Wednesday, September 18, 2013

Britain's Shadow Tax System revealed: savage new report

The UK's satirical political magazine Private Eye is carrying a new special report by investigative journalist Richard Brooks, on how Britain has, at high speed, been turning itself into ever more of a global tax haven for multinational corporations, helping them ever more easily strip income out of taxpayers' pockets elsewhere. The investigation, in partnership with BBC's flagship Panorama programme, has already cost one senior government official his position.

The report makes for horrifying reading, and will serve as a case study. We'll paste just the first few paragraphs of this report: unfortunately it's subscription-only so you will probably have to get hold of a hard copy to read it.
The [UK government] coalition’s frequent claim to be clamping down on corporate tax avoidance is a sham, an undercover investigation by Private Eye and the BBC’s Panorama reveals.

The Treasury, HM Revenue & Customs and Britain’s biggest accountancy firms all connive to allow the biggest companies and richest individuals to deny the UK exchequer billions, while undermining the global fight against tax dodging too.

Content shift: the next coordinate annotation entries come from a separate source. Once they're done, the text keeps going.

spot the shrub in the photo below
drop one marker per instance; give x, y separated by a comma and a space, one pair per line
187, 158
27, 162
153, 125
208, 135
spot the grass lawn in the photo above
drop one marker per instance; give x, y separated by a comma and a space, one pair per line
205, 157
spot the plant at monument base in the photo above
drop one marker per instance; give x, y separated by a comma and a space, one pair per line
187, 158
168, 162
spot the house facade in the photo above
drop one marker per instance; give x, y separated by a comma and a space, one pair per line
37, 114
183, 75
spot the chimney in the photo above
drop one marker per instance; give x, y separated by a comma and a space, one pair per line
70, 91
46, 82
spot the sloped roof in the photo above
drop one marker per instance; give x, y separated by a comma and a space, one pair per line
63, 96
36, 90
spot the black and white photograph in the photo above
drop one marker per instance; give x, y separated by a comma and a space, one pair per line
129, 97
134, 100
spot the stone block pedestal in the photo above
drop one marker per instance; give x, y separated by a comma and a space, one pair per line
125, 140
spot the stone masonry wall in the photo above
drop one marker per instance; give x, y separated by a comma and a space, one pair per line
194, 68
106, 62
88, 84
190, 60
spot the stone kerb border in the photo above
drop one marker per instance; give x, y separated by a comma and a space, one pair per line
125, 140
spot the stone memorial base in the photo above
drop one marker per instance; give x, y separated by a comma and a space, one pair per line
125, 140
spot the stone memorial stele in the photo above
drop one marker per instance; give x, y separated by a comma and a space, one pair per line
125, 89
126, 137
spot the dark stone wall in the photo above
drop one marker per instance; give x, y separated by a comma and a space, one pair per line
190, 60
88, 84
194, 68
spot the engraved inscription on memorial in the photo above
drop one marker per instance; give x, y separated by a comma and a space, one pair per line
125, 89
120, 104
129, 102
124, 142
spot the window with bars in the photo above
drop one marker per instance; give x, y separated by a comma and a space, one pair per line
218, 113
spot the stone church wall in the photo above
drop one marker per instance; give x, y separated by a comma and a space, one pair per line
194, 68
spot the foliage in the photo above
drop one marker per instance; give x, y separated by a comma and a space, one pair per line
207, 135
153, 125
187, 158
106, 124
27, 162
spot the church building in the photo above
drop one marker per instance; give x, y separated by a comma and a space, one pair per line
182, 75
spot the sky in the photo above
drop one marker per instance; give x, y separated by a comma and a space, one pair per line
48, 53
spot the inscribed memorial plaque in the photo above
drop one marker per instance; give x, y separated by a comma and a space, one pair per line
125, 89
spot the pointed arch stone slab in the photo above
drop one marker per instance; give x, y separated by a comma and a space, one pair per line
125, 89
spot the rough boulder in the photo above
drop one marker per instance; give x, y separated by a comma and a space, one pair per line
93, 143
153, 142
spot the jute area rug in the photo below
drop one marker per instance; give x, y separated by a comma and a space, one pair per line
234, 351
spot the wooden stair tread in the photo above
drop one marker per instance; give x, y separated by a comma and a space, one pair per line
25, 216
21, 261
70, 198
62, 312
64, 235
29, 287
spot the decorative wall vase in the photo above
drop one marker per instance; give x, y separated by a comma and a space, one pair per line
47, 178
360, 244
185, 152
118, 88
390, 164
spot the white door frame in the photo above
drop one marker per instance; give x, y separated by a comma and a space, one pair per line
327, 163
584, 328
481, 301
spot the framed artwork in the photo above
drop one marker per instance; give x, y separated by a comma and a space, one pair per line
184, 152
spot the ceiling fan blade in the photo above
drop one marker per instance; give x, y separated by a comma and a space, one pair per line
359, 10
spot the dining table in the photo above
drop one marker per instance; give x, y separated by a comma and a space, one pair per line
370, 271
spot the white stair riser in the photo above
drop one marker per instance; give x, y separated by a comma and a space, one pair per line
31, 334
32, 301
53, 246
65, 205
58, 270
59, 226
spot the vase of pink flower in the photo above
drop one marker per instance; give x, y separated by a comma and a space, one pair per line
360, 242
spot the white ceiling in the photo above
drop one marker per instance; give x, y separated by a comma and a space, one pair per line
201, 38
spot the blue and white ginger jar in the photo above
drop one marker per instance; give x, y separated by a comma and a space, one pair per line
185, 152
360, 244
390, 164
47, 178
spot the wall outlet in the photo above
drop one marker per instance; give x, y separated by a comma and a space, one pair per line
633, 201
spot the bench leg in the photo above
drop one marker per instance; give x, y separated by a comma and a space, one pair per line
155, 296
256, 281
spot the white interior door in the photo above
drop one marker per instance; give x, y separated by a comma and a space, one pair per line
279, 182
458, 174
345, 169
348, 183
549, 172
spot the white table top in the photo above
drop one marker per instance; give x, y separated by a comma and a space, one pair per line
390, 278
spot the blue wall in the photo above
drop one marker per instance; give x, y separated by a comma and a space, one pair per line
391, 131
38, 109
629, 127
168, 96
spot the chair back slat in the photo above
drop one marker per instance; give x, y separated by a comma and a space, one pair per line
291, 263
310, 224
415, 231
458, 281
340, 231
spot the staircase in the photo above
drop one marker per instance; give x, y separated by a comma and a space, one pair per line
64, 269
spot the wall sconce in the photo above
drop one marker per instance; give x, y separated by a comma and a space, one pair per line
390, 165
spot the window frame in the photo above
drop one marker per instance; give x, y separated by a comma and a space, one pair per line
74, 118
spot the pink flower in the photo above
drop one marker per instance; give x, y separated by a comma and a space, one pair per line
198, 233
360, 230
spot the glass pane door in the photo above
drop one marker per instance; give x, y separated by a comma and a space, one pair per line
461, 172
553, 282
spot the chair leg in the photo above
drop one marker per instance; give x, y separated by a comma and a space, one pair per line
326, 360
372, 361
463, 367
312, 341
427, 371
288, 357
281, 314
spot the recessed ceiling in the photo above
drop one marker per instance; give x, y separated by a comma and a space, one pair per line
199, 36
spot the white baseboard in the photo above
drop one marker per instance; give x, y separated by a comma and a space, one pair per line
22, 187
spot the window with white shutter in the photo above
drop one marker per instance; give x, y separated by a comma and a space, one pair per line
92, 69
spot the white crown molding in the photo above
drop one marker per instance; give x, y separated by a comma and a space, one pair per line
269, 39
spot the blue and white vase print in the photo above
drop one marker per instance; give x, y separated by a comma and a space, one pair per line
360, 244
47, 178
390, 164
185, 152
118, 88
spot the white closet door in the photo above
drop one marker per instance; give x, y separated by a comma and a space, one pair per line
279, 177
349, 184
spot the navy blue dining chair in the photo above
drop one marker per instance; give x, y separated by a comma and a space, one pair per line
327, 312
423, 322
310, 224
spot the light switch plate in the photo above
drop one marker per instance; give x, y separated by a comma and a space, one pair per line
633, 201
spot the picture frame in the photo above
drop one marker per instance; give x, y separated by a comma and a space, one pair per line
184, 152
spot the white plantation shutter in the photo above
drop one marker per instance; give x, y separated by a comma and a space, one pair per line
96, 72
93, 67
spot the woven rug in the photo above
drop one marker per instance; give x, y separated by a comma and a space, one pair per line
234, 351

Our investigation reveals that Britain operates a shadow tax system thanks to a clique of ministers, officials, select multinationals and accountancy firms – the largest of whom, PwC, appeared to misrepresent its own activities to parliament. Only two groups are not supposed to know about this – the public and their MPs. But now they can.
One telephone conversation gets a UK tax adviser to explain how it might be possible to end up with a negative 15 percent tax rate. In summarising one part, it notes:
"In return for no investment at all in Britain, in other words, British companies can artificially wipe out their UK tax bills." 
Britain's greatest hope for repealing its shameful tax havenry ought to be the opposition Labour Party. But they may be as bad as the ruling coalition:
"Nobody in parliament had probed the big tax giveaway when it was enacted (despite [Private] Eye’s warnings in 2010), partly because of shadow chancellor Ed Balls’ continued obeisance, even post-financial crisis, to big business and partly because in the conveniently arcane world of tax the Labour opposition relies for its tax advice, including briefings for parliamentary debates, on... PwC!
And, of course, this:
"If tax avoidance is defined as scheming to defeat the intention of the law, the biggest companies rarely need to indulge in it now because their fixers in Britain’s main accountancy firms can shape the law to suit their tax reduction demands."
Country Capture and the Finance Curse, anyone?

A parting shot:
"The world’s sixth largest economy is thus now also its largest tax haven."
Indeed, and although to be fair there are many different ways of measuring this, we have often come to the same conclusion.

There is lots, lots more in the article. One for the record. Now read on.

For those who don't have access to this article, they still have three options. First, go and buy a copy. Second, take a look at the accompanying, and also hard-hitting accompanying BBC Panorama programme, now available online. Third, for an examination of much of this in far greater detail, read Brook's recent book The Great Tax Robbery.

1 Comments:

Anonymous L.B. said...

What is the title of the report, please, for those of us who may be able to request it through library or company systems? Thank you for posting on this topic!